I've been thinking a lot about new world cultural contributions/appropriations. Blues, Rock, Salsa etc. I turned an eye towards the mid-Atlantic region. It's kind of difficult to discern, because there isn't much in they way of modern culture here one way or another. The Jazz district in DC is on life support, the burbs are a waste land. So, I started looking at the musical history of the Native Americans in the region... again not much to go on. The one thing that showed up were rattles, graded and pitched rattles of bottle guords and turtle shells. Then I started working on it from the other end. The mid-Atlantic region was recently culturally influential. There was swing. Now swing is pretty unique to the New World, and the Eastern United States in fact. According to my Ballroom dance instructor the swing dance wasn't known in Europe until WWII soldiers brought it over. So, back to the Natives. If I look up any tribes in the region they are all pow wow drums... But, where are the rattles?
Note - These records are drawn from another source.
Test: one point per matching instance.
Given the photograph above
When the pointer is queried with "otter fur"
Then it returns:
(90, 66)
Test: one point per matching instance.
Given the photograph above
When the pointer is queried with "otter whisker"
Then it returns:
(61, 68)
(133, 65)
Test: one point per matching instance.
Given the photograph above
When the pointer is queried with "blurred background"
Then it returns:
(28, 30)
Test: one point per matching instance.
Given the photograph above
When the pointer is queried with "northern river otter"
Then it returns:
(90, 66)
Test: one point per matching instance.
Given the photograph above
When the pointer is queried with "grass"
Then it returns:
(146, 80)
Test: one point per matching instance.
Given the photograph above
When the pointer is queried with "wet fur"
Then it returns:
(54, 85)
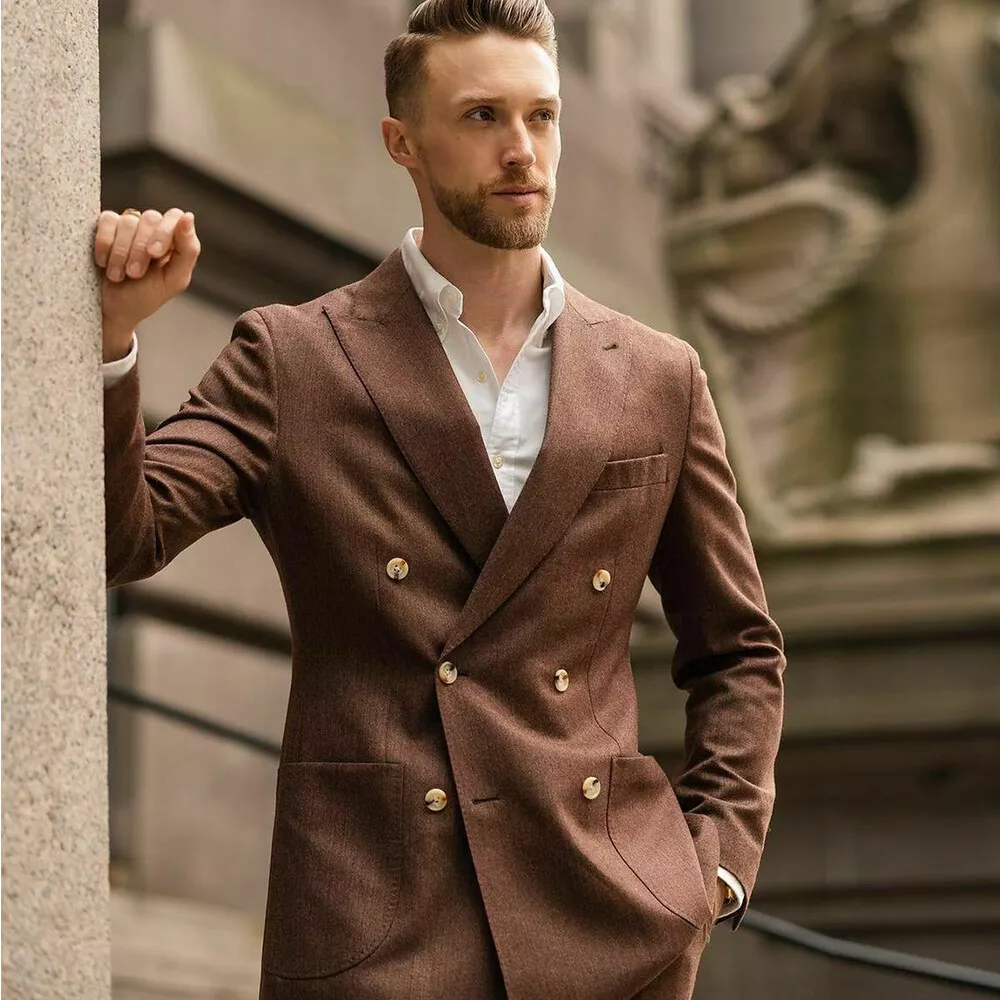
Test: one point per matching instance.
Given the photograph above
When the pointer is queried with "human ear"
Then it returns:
(398, 143)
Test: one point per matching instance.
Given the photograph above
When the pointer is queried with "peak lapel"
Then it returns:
(397, 354)
(590, 358)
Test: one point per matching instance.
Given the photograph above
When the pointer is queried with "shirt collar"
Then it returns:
(443, 301)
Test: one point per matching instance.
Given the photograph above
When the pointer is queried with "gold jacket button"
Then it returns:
(397, 568)
(436, 799)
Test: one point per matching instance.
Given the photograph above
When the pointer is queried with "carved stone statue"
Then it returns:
(835, 249)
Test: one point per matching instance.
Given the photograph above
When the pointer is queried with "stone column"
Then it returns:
(55, 810)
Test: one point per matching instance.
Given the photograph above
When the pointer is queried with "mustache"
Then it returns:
(519, 178)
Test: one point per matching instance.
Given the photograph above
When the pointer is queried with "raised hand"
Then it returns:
(146, 261)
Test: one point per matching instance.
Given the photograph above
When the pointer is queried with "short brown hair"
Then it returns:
(404, 58)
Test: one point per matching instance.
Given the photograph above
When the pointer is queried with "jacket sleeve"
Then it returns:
(203, 467)
(729, 656)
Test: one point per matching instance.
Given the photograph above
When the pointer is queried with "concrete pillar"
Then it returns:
(55, 811)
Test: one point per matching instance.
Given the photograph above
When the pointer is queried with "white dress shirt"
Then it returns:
(512, 415)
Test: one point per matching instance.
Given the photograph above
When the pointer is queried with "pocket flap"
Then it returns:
(649, 831)
(336, 859)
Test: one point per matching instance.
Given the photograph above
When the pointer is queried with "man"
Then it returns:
(464, 470)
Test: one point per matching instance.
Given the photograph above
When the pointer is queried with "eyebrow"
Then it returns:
(471, 99)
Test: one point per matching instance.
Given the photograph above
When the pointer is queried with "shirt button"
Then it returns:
(436, 799)
(397, 568)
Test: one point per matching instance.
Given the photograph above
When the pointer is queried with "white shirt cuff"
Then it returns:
(115, 371)
(734, 883)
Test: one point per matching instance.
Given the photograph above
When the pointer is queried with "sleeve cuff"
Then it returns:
(115, 371)
(734, 883)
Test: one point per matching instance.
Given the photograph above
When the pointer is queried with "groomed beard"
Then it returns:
(470, 212)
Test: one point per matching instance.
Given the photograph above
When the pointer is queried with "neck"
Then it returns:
(501, 289)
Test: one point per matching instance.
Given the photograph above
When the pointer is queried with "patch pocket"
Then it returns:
(336, 860)
(624, 473)
(649, 831)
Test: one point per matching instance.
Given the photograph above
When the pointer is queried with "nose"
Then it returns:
(519, 151)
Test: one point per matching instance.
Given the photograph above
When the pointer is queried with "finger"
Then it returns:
(104, 237)
(187, 247)
(125, 228)
(138, 258)
(161, 241)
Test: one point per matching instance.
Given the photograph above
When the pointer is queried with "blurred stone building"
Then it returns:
(262, 119)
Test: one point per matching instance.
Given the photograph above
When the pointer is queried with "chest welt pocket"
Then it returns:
(336, 860)
(624, 473)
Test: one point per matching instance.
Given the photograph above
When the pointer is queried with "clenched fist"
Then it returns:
(146, 261)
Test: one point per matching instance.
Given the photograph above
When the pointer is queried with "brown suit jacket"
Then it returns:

I thought about it a little more, but Indians in the north lived in houses they must have had some indoor entertainment. So, I went to YouTube and typed in "Rattle Songs", and out popped Ulali with "Rattle Songs", and there it was a swing beat played with rattles. It was an ah hah moment. I'd of course like a second opinion on the authenticity, but I got out my rattles and sure enough it is pretty easy to play: tah tah ta tah on a rattle. The up stroke gives a nice grace note like the modern bounced ride swing. Is it conceivable? That the swing style was a Native American innovation that was later assimilated into main stream culture?
Here is the Ulali "Rattle Songs" recording for reference.
FWIW maybe there is something to that shake rattle and roll.